Los Angeles Dodgers (NL West – 35-22)
The Arizona Diamondbacks and Colorado Rockies held them off for a good while, but the Dodgers have now climbed to the top of the division thanks to a blistering 19-9 May.
Cody Bellinger’s home runs (9 in the month) have stood out and he looks set to be a force in their line-up for years to come. However, don’t overlook the contribution made by the less-heralded Chris Taylor. He was acquired in a low-key trade with the Seattle Mariners last June and, despite hitting the headlines by hitting a grand slam as his first Big League home run against Arizona a month later, Taylor didn’t make the Major League team out of Spring Training.
Injuries have given him an opportunity and so far he has taken it. He led the team with 1.3 fWAR in May whilst showing flexibility in playing different positions in the field (mainly second base and centre field, with a few starts at third base and shortstop). Alex Wood also had a noteworthy May on the mound, putting up a 1.37 ERA in five starts.
Milwaukee Brewers (NL Central 29-27)
The Chicago Cubs are in second place and looking ominous, but for now the Brewers are leading the way and that’s a great story for a team that few people gave much of a chance to heading into the season.
Eric Thames added only three home runs during May to the 11 he swatted in April and you would suspect part of that drop-off to be a reflection of teams studying his approach from the first month – having spent the previous three seasons playing in South Korea – and adjusting how they pitch to him.
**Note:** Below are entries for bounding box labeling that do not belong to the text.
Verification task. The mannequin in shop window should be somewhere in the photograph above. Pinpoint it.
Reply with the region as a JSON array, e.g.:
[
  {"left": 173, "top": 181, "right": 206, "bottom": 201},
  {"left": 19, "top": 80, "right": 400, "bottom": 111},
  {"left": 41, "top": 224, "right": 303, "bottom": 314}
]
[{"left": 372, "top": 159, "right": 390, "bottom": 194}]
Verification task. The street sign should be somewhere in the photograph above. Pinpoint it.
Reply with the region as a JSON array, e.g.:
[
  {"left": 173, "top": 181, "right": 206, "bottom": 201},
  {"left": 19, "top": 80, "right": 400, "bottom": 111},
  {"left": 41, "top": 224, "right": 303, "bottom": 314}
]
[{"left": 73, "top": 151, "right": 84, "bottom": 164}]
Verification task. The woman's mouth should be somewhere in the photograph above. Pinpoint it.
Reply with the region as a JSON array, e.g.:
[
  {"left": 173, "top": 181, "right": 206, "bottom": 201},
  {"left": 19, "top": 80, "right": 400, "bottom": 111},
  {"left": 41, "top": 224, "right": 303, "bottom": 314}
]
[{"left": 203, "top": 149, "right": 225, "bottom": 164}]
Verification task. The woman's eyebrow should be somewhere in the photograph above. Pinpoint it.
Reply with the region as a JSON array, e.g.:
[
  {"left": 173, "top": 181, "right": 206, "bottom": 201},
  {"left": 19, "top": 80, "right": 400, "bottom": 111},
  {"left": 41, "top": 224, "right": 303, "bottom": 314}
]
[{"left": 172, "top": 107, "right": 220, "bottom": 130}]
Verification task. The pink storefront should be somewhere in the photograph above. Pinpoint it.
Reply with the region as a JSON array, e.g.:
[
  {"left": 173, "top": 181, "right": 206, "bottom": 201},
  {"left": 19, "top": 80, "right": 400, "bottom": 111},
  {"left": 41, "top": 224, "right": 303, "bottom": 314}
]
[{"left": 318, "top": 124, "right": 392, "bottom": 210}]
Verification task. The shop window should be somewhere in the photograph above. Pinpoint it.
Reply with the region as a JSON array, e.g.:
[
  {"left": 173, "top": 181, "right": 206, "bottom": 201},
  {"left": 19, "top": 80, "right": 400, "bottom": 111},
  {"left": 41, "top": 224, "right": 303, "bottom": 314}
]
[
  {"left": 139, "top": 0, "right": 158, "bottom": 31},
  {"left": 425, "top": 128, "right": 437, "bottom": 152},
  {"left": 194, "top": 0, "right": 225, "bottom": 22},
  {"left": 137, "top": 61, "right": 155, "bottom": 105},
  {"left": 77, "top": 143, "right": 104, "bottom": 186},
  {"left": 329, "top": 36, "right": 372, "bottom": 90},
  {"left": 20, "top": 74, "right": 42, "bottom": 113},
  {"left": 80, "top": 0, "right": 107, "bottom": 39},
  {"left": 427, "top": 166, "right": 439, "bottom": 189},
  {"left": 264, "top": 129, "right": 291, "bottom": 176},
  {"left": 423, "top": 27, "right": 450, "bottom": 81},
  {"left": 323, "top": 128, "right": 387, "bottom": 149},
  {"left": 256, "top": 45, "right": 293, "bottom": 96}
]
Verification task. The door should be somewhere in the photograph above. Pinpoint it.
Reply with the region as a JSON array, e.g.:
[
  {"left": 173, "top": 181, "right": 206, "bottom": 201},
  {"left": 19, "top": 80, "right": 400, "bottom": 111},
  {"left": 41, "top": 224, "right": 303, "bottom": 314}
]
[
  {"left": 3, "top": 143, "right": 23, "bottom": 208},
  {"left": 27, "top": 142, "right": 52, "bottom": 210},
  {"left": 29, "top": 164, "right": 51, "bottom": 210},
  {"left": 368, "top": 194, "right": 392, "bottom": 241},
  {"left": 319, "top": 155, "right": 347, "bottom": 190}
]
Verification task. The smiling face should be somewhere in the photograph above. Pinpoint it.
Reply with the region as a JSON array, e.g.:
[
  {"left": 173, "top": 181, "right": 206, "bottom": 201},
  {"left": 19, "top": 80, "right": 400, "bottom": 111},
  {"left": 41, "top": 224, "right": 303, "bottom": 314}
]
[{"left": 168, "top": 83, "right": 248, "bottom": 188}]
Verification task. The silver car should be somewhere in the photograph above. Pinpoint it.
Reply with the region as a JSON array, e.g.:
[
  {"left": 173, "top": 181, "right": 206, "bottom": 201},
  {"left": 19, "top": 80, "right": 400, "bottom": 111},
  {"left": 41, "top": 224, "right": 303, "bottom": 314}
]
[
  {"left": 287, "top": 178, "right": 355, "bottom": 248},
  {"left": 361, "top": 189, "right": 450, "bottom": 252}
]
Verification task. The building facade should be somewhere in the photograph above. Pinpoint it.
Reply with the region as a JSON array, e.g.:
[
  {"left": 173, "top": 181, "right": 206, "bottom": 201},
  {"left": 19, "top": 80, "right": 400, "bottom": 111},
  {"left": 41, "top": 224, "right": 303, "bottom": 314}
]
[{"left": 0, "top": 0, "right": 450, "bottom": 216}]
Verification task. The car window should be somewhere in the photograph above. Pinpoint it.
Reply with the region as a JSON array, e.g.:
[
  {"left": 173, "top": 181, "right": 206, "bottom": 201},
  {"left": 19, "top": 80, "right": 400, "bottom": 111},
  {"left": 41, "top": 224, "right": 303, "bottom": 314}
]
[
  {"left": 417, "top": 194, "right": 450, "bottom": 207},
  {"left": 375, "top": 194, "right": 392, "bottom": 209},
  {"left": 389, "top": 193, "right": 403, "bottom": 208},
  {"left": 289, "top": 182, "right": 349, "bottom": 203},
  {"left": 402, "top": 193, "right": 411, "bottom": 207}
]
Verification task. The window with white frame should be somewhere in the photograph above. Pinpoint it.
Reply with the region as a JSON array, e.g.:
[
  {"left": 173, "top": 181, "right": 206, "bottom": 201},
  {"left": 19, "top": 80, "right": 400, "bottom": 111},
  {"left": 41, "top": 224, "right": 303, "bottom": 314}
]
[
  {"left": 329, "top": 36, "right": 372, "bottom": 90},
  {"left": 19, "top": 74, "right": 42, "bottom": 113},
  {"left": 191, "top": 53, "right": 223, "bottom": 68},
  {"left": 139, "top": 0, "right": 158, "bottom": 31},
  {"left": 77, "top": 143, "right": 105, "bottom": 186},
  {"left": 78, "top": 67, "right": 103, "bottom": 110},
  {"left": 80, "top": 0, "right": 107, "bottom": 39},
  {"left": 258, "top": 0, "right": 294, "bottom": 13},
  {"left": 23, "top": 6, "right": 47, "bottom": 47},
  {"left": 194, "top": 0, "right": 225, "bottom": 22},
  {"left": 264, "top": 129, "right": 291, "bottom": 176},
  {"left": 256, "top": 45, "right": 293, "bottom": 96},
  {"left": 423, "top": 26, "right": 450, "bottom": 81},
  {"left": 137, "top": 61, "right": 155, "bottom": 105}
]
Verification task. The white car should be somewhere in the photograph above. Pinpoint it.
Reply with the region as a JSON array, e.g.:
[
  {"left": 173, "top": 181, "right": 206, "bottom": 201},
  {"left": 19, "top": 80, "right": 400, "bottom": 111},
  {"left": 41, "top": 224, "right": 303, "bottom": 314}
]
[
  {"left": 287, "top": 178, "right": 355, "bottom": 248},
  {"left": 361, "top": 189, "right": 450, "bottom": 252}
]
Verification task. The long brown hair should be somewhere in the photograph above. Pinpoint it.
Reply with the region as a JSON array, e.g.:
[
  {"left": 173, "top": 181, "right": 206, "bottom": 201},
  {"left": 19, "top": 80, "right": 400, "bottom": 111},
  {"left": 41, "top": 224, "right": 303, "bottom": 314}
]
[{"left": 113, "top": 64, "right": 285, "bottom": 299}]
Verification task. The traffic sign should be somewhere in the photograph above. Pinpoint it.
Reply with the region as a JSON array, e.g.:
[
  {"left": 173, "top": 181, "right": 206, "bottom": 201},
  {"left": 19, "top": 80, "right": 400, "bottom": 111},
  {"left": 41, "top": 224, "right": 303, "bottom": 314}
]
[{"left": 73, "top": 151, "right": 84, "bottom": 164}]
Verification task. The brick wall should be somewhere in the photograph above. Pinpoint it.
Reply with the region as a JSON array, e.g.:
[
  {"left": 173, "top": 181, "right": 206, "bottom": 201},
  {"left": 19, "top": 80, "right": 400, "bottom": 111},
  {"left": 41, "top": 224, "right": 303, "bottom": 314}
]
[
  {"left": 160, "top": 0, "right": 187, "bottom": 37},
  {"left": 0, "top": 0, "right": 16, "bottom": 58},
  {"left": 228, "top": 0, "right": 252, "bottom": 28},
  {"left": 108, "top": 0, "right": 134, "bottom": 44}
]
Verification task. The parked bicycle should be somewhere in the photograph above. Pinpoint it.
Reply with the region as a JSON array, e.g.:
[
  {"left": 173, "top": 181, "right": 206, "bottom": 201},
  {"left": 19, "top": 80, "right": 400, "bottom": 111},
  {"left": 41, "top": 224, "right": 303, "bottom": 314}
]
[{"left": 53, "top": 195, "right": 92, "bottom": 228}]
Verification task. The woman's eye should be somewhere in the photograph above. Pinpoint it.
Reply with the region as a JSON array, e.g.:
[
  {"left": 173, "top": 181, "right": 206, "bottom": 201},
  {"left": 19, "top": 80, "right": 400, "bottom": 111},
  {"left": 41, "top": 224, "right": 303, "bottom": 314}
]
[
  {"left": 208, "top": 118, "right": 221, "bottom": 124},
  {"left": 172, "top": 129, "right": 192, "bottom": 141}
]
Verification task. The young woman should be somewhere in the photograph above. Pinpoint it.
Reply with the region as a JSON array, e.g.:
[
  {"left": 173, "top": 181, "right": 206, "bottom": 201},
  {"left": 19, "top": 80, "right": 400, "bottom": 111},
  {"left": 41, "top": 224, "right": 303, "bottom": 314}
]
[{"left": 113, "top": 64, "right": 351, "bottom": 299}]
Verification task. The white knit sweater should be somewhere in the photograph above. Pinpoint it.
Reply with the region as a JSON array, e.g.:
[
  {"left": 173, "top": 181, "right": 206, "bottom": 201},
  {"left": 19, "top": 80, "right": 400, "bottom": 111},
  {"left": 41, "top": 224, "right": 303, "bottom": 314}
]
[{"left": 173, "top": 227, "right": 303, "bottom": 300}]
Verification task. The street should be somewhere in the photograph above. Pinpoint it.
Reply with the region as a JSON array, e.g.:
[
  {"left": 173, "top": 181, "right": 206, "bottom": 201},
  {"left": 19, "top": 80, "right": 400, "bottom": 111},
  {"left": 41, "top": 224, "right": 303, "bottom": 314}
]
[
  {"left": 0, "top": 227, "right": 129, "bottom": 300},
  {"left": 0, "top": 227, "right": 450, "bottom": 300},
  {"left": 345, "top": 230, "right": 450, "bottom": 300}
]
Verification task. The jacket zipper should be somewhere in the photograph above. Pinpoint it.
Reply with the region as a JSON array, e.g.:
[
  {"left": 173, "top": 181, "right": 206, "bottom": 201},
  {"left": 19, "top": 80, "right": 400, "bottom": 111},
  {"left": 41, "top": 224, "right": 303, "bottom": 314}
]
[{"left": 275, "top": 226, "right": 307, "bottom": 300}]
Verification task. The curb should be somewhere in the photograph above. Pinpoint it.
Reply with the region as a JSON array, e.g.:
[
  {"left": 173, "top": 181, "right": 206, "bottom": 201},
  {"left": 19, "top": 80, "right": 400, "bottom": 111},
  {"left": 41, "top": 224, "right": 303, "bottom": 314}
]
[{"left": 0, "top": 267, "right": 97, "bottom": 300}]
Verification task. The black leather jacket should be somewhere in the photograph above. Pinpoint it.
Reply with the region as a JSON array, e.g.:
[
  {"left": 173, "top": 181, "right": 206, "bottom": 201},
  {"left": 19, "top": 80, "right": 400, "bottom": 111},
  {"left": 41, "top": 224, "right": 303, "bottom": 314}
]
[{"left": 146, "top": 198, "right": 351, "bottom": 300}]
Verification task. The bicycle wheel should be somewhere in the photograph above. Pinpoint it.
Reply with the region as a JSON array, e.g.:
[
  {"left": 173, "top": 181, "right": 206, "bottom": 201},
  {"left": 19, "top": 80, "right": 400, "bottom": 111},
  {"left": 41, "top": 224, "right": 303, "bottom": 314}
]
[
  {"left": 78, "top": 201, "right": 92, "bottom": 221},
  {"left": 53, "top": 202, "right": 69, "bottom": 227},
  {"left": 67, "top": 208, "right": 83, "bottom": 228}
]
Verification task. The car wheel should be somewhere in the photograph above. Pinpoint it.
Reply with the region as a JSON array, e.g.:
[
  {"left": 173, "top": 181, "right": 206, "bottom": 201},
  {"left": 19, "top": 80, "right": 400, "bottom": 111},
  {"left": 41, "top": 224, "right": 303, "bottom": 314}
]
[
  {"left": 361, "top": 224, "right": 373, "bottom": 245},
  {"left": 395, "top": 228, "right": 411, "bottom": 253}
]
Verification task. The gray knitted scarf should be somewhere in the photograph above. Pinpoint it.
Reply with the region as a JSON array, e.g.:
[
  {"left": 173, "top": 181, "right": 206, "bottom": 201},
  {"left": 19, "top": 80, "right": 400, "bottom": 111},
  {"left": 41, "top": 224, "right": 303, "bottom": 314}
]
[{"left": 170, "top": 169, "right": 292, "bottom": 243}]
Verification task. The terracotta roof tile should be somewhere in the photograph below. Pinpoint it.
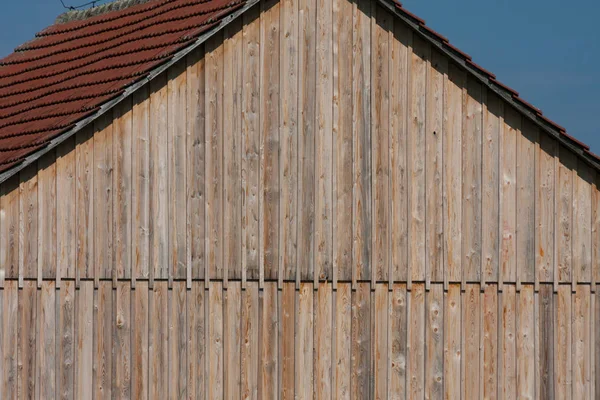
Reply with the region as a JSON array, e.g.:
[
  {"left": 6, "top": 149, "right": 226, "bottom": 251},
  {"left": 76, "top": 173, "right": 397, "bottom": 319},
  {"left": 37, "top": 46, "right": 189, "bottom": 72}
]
[{"left": 0, "top": 0, "right": 246, "bottom": 172}]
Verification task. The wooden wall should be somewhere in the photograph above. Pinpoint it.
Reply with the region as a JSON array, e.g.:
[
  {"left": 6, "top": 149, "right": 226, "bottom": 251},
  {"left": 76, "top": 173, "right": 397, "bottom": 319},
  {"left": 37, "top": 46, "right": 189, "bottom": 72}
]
[{"left": 0, "top": 0, "right": 600, "bottom": 399}]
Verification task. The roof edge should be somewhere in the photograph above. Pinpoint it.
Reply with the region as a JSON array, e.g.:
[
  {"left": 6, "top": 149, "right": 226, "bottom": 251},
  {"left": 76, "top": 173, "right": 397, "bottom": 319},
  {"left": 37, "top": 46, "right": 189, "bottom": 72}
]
[{"left": 0, "top": 0, "right": 260, "bottom": 184}]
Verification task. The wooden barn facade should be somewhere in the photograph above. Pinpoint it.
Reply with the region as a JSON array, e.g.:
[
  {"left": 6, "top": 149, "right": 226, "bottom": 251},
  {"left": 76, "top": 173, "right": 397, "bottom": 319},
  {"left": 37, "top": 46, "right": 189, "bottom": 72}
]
[{"left": 0, "top": 0, "right": 600, "bottom": 399}]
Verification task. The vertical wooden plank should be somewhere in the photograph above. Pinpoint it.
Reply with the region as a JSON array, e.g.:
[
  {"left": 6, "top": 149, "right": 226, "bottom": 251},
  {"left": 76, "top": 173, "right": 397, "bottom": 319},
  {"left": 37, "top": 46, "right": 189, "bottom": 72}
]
[
  {"left": 556, "top": 147, "right": 577, "bottom": 282},
  {"left": 207, "top": 282, "right": 224, "bottom": 399},
  {"left": 205, "top": 33, "right": 223, "bottom": 282},
  {"left": 111, "top": 281, "right": 131, "bottom": 399},
  {"left": 187, "top": 46, "right": 206, "bottom": 279},
  {"left": 258, "top": 282, "right": 278, "bottom": 399},
  {"left": 442, "top": 64, "right": 466, "bottom": 284},
  {"left": 76, "top": 127, "right": 94, "bottom": 282},
  {"left": 57, "top": 281, "right": 75, "bottom": 399},
  {"left": 0, "top": 280, "right": 19, "bottom": 399},
  {"left": 131, "top": 86, "right": 150, "bottom": 280},
  {"left": 94, "top": 115, "right": 113, "bottom": 281},
  {"left": 258, "top": 0, "right": 280, "bottom": 279},
  {"left": 279, "top": 282, "right": 296, "bottom": 400},
  {"left": 370, "top": 6, "right": 394, "bottom": 282},
  {"left": 462, "top": 78, "right": 487, "bottom": 282},
  {"left": 56, "top": 138, "right": 75, "bottom": 279},
  {"left": 535, "top": 134, "right": 557, "bottom": 282},
  {"left": 571, "top": 285, "right": 592, "bottom": 399},
  {"left": 187, "top": 281, "right": 206, "bottom": 400},
  {"left": 37, "top": 152, "right": 57, "bottom": 282},
  {"left": 517, "top": 284, "right": 535, "bottom": 399},
  {"left": 554, "top": 285, "right": 572, "bottom": 399},
  {"left": 17, "top": 280, "right": 38, "bottom": 399},
  {"left": 517, "top": 119, "right": 539, "bottom": 283},
  {"left": 74, "top": 281, "right": 94, "bottom": 399},
  {"left": 225, "top": 282, "right": 242, "bottom": 399},
  {"left": 373, "top": 283, "right": 391, "bottom": 399},
  {"left": 352, "top": 0, "right": 372, "bottom": 283},
  {"left": 389, "top": 20, "right": 410, "bottom": 282},
  {"left": 481, "top": 284, "right": 499, "bottom": 399},
  {"left": 241, "top": 282, "right": 258, "bottom": 400},
  {"left": 407, "top": 283, "right": 425, "bottom": 399},
  {"left": 242, "top": 7, "right": 260, "bottom": 279},
  {"left": 407, "top": 35, "right": 431, "bottom": 282},
  {"left": 498, "top": 285, "right": 517, "bottom": 399},
  {"left": 37, "top": 281, "right": 56, "bottom": 399},
  {"left": 278, "top": 0, "right": 299, "bottom": 282},
  {"left": 93, "top": 281, "right": 113, "bottom": 399},
  {"left": 500, "top": 107, "right": 520, "bottom": 282},
  {"left": 444, "top": 284, "right": 462, "bottom": 399},
  {"left": 131, "top": 281, "right": 148, "bottom": 399},
  {"left": 481, "top": 91, "right": 502, "bottom": 282},
  {"left": 168, "top": 63, "right": 186, "bottom": 282},
  {"left": 350, "top": 283, "right": 371, "bottom": 399},
  {"left": 573, "top": 159, "right": 592, "bottom": 283},
  {"left": 148, "top": 74, "right": 169, "bottom": 282},
  {"left": 168, "top": 281, "right": 186, "bottom": 399},
  {"left": 334, "top": 283, "right": 352, "bottom": 399},
  {"left": 19, "top": 165, "right": 38, "bottom": 286},
  {"left": 330, "top": 0, "right": 353, "bottom": 282},
  {"left": 0, "top": 176, "right": 20, "bottom": 281},
  {"left": 426, "top": 51, "right": 448, "bottom": 284},
  {"left": 461, "top": 284, "right": 481, "bottom": 399},
  {"left": 425, "top": 283, "right": 444, "bottom": 399},
  {"left": 223, "top": 20, "right": 243, "bottom": 279},
  {"left": 148, "top": 281, "right": 169, "bottom": 399},
  {"left": 112, "top": 96, "right": 133, "bottom": 279},
  {"left": 388, "top": 283, "right": 408, "bottom": 400}
]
That’s what makes it so difficult to have continued success in the Big Leagues, but don’t write Thames off as a one-month wonder just yet.
Jimmy Nelson and Chase Anderson have formed a good one-two punch in their rotation, whilst Nerd Power has arrived in Milwaukee with Eric Sogard building on his cult fandom from his time in Oakland with heroics in May. A’s fans like myself will know that Sogard doesn’t offer much with the bat normally, so enjoy this little hot spell while it lasts, but also that he offers decent defense at second base and is an easy player to get behind and want to do well.